With the development of on line shopping service, more and more web sites appear such as Amazon, Dangdang and so on. In order to satisfy the consumers’ contrasting and choosing the same merchandises in different web sites, we present an extractor of extracting images from the result pages of deep web called AIE. This extractor can also get the images from the surface web sites which have some relations with the records on deep web. Experiments prove that the method mentioned in this paper can truly and effectively extract the images from the result pages of deep web and has a high accuracy for extracting image from surface web.
Nowadays, with network and people’s requirement developing quickly, more online shopping services have appeared on the Web. Online shopping services provide many kinds of very cheap merchandises and no business acreages and time; consumers can buy whatever they want without going out to the store. So online shopping services have been paid attention to when it was born.
If somebody wants to buy some goods he likes, he should compare the price and quality of these goods in different web stores. In the past, people often have to open three or more pages on the web and switch the pages frequently in order to find which store has the goods with the cheapest price and the best quality.
Usually this makes people very fantod. As a result, extractors for many different deep web data sources are emerged. At present, extracting texts from web pages has been intensively studied, but there are few researches on extracting images. Sometimes the texts about the goods are not very clear for customers to decide whether they want to buy them. For example, when customers want to buy a book, only the texts of the book can not satisfy them if they only remind the cover of the book.
Customers will be puzzled if they can know the goods only through the pictures and texts on deep web and the descriptive information is not very clear or even cut both ways. Moreover, the images on deep web often show the best aspects of the goods to the customers, and they will never tell us certain attributes of the goods.
The information on deep web is not enough if customers want to know the goods they want clearly and find out other customers’ attitude of these goods.
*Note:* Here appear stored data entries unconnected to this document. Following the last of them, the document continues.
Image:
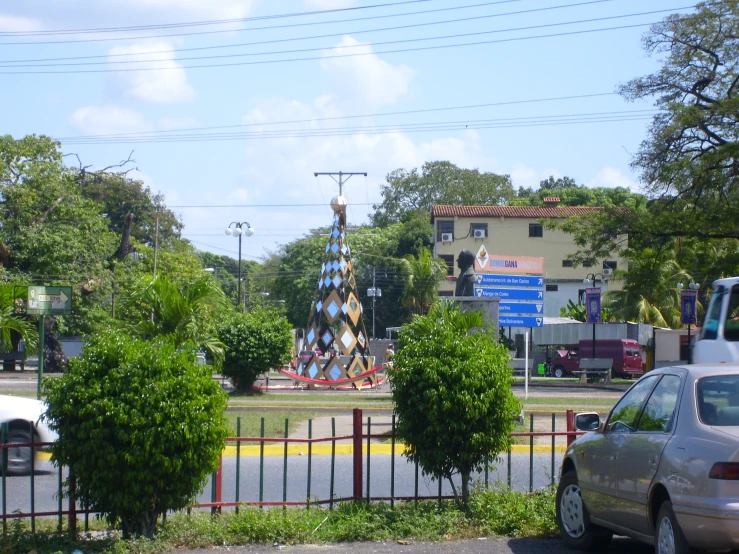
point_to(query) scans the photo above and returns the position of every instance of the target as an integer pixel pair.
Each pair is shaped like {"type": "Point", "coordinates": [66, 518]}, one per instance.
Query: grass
{"type": "Point", "coordinates": [492, 512]}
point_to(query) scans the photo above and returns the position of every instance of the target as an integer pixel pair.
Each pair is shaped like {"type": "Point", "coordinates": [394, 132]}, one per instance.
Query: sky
{"type": "Point", "coordinates": [229, 107]}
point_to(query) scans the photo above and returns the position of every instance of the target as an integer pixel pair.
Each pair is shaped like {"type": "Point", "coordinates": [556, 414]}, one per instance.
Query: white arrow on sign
{"type": "Point", "coordinates": [61, 297]}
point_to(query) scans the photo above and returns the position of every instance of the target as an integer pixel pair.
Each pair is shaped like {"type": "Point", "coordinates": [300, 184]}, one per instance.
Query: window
{"type": "Point", "coordinates": [481, 228]}
{"type": "Point", "coordinates": [731, 325]}
{"type": "Point", "coordinates": [709, 331]}
{"type": "Point", "coordinates": [626, 413]}
{"type": "Point", "coordinates": [659, 410]}
{"type": "Point", "coordinates": [444, 227]}
{"type": "Point", "coordinates": [449, 259]}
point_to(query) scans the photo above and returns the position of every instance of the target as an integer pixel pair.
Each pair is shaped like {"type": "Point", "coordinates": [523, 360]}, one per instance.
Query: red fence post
{"type": "Point", "coordinates": [357, 451]}
{"type": "Point", "coordinates": [570, 426]}
{"type": "Point", "coordinates": [72, 518]}
{"type": "Point", "coordinates": [219, 483]}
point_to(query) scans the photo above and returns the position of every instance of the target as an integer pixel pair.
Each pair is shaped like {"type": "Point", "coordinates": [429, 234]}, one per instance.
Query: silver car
{"type": "Point", "coordinates": [663, 467]}
{"type": "Point", "coordinates": [23, 421]}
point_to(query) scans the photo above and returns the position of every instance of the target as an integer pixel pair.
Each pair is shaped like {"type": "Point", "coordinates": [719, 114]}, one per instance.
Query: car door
{"type": "Point", "coordinates": [598, 457]}
{"type": "Point", "coordinates": [640, 454]}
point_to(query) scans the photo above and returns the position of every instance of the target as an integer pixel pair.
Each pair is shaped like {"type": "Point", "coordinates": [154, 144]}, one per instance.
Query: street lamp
{"type": "Point", "coordinates": [592, 302]}
{"type": "Point", "coordinates": [239, 228]}
{"type": "Point", "coordinates": [688, 301]}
For the sake of this matter, we should get some texts and images for the customers from surface web.
The contribution of this paper is as follows: We propose an extractor for 1) extracting images from deep web result pages. 2) extracting images from the deep web which has no images on the result pages but has images on the detailed data record pages. 3) extracting images from surface web which has some relations with the data records on deep web. 4) extracting texts from surface web which has some relations with the data records on deep web.